A population genetics model explaining overdispersion in active transposable elements

Abstract The number of transposable elements (TEs) per host genome varies within natural populations, with variance much greater than the mean. This pattern, known as overdispersion, conflicts with classical population genetic models based on the Poisson distribution, which predict equal mean and variance. To address this gap, we develop a stochastic model of TE dynamics using a bi-parental Moran process with recombination that explicitly accounts for core evolutionary forces: transposition, excision, and purifying selection. From this model, we derive analytical expressions for the mean and variance of the TE copy number. Our results show that overdispersion arises naturally when the transposition rate exceeds the product of the selection coefficient and the mean copy number, and that overdispersion increases with higher transposition rates.

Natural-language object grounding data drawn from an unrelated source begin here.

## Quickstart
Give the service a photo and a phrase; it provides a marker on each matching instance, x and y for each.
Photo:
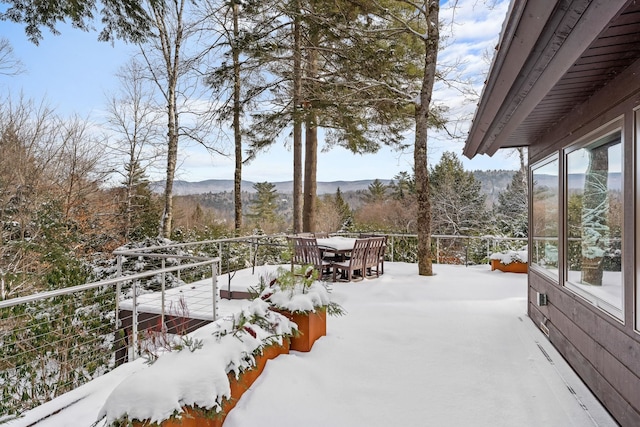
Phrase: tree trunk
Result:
(425, 267)
(297, 124)
(237, 177)
(595, 208)
(310, 172)
(311, 140)
(171, 61)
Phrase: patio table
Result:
(337, 245)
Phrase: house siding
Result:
(603, 350)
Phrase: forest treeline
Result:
(62, 206)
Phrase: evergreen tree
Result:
(262, 209)
(511, 211)
(458, 207)
(377, 192)
(402, 186)
(346, 215)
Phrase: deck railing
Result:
(55, 341)
(52, 342)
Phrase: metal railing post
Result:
(134, 323)
(162, 297)
(118, 290)
(214, 286)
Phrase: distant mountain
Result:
(185, 188)
(492, 183)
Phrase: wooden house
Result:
(565, 83)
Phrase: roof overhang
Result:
(552, 56)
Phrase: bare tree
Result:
(9, 64)
(173, 67)
(134, 123)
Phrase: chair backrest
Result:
(376, 250)
(359, 252)
(306, 252)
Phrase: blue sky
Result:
(74, 73)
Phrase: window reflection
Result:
(594, 221)
(545, 216)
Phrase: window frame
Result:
(591, 140)
(550, 273)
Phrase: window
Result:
(594, 222)
(544, 190)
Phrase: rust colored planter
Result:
(512, 267)
(311, 327)
(197, 417)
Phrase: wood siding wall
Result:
(604, 351)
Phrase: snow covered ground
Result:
(454, 349)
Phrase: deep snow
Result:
(454, 349)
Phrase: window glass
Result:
(594, 222)
(544, 251)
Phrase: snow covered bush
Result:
(199, 377)
(297, 291)
(507, 257)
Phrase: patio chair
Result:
(355, 263)
(375, 257)
(381, 252)
(306, 252)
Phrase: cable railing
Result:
(55, 341)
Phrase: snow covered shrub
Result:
(297, 291)
(198, 378)
(508, 257)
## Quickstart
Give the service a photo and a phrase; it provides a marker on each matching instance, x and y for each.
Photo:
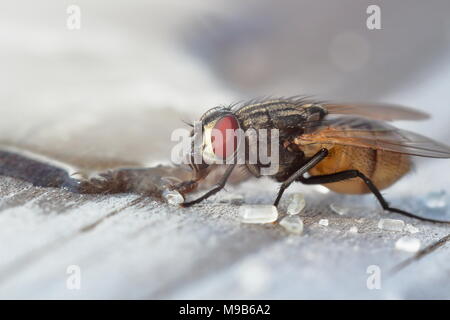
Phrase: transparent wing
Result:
(366, 133)
(385, 112)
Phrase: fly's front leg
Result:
(214, 190)
(319, 156)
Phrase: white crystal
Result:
(292, 224)
(233, 198)
(258, 213)
(408, 244)
(411, 229)
(297, 204)
(340, 210)
(173, 197)
(436, 200)
(391, 224)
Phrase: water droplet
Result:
(322, 189)
(173, 197)
(253, 276)
(408, 244)
(391, 224)
(292, 224)
(411, 229)
(436, 200)
(232, 198)
(340, 210)
(297, 204)
(258, 213)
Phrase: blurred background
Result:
(109, 93)
(134, 70)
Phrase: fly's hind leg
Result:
(349, 174)
(319, 156)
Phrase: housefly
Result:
(349, 148)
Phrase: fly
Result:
(349, 148)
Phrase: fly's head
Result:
(214, 139)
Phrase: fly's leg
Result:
(319, 156)
(214, 190)
(350, 174)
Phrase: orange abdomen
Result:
(383, 167)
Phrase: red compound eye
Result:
(223, 139)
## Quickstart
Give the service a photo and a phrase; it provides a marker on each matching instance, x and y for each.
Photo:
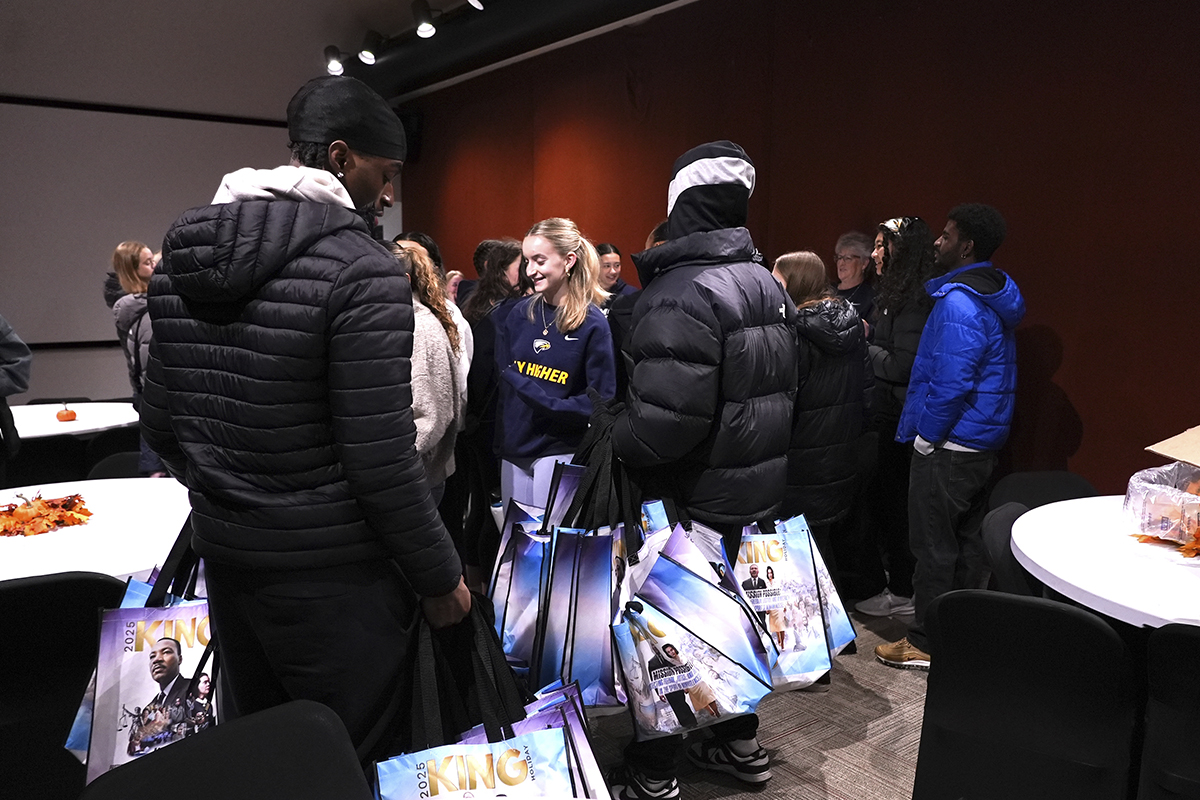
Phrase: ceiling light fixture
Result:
(370, 48)
(424, 18)
(334, 60)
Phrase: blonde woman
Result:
(438, 400)
(550, 350)
(133, 264)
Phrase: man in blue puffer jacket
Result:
(957, 414)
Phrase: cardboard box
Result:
(1183, 446)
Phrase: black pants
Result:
(658, 758)
(946, 507)
(891, 517)
(337, 636)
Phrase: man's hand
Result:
(449, 608)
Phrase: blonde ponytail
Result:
(583, 278)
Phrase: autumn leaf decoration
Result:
(39, 516)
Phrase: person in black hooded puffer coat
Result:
(709, 405)
(279, 391)
(834, 379)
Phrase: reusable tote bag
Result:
(779, 581)
(507, 764)
(151, 689)
(563, 709)
(689, 654)
(151, 683)
(839, 627)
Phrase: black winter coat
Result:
(893, 350)
(709, 401)
(834, 376)
(279, 391)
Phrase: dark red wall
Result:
(1083, 128)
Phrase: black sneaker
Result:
(628, 785)
(713, 755)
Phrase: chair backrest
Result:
(1033, 489)
(124, 464)
(49, 636)
(1026, 698)
(1170, 768)
(298, 751)
(997, 540)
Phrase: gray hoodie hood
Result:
(264, 218)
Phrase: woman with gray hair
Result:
(853, 263)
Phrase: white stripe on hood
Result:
(711, 172)
(303, 184)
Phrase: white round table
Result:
(39, 421)
(133, 523)
(1086, 549)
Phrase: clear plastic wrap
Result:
(1164, 503)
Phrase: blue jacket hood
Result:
(993, 287)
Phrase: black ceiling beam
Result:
(469, 40)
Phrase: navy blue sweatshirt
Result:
(544, 407)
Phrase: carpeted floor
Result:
(856, 741)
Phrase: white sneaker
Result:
(886, 605)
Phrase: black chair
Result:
(299, 751)
(1170, 768)
(114, 440)
(997, 539)
(1033, 489)
(49, 635)
(1026, 698)
(57, 401)
(117, 465)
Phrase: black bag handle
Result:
(180, 570)
(498, 693)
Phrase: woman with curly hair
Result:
(904, 258)
(438, 396)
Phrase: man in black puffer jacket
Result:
(277, 390)
(709, 403)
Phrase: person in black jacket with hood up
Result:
(709, 404)
(277, 390)
(834, 377)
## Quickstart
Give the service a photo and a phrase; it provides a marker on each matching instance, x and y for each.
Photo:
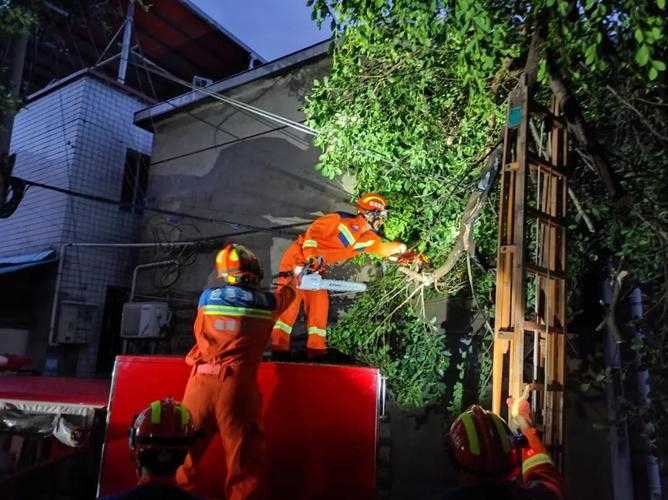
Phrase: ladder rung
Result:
(545, 272)
(505, 333)
(537, 327)
(536, 108)
(544, 166)
(552, 220)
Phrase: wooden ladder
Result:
(530, 322)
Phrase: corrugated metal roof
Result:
(18, 262)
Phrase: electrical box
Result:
(75, 323)
(145, 320)
(200, 82)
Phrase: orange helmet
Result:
(372, 202)
(164, 424)
(482, 446)
(237, 265)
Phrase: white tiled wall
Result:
(76, 137)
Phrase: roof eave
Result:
(144, 118)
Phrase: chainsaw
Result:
(310, 279)
(313, 281)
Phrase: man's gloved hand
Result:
(397, 251)
(519, 410)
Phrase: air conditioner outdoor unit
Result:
(144, 320)
(201, 82)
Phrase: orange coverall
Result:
(232, 328)
(538, 470)
(334, 237)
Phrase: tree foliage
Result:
(416, 99)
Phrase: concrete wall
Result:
(215, 161)
(77, 137)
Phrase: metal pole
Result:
(618, 435)
(653, 474)
(14, 78)
(56, 294)
(127, 35)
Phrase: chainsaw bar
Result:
(313, 281)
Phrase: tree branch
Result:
(640, 115)
(578, 127)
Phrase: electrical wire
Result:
(278, 230)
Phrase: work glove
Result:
(519, 411)
(399, 249)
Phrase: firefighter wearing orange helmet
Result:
(232, 328)
(331, 238)
(159, 438)
(489, 457)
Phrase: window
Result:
(135, 182)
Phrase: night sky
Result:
(272, 28)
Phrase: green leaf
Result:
(642, 56)
(659, 65)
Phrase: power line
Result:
(278, 230)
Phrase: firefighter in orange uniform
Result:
(232, 328)
(488, 458)
(333, 238)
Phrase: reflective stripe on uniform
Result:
(237, 311)
(471, 433)
(346, 234)
(283, 327)
(502, 432)
(156, 410)
(535, 461)
(185, 415)
(373, 198)
(362, 245)
(317, 331)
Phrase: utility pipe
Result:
(61, 265)
(653, 475)
(125, 49)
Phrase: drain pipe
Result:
(56, 294)
(618, 435)
(61, 265)
(651, 463)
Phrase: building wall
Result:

Additionally, we show that maintaining positive TE copy numbers at equilibrium, and thus sustaining overdispersion, requires a net transposition rate below approximately 0.5 insertions per copy per generation, a constraint satisfied by observed TE families to maintain genome stability. The derived overdispersion also accounts for the right-skewed, heavy-tailed distribution of copy numbers, capturing features that classical models fail to account for. A qualitative comparison of these predictions with data from 18 active TE families in 85 Drosophila melanogaster strains confirms these patterns: all active TEs in the data exhibited overdispersion, with variances 2–10 times the mean and the distribution showing positive, or right skewness. Collectively, our findings reveal that TE distributions deviate from Poisson expectations and establish overdispersion as an inherent feature of TE population dynamics, providing a mechanistic framework for understanding the full distributional properties of TE copy numbers.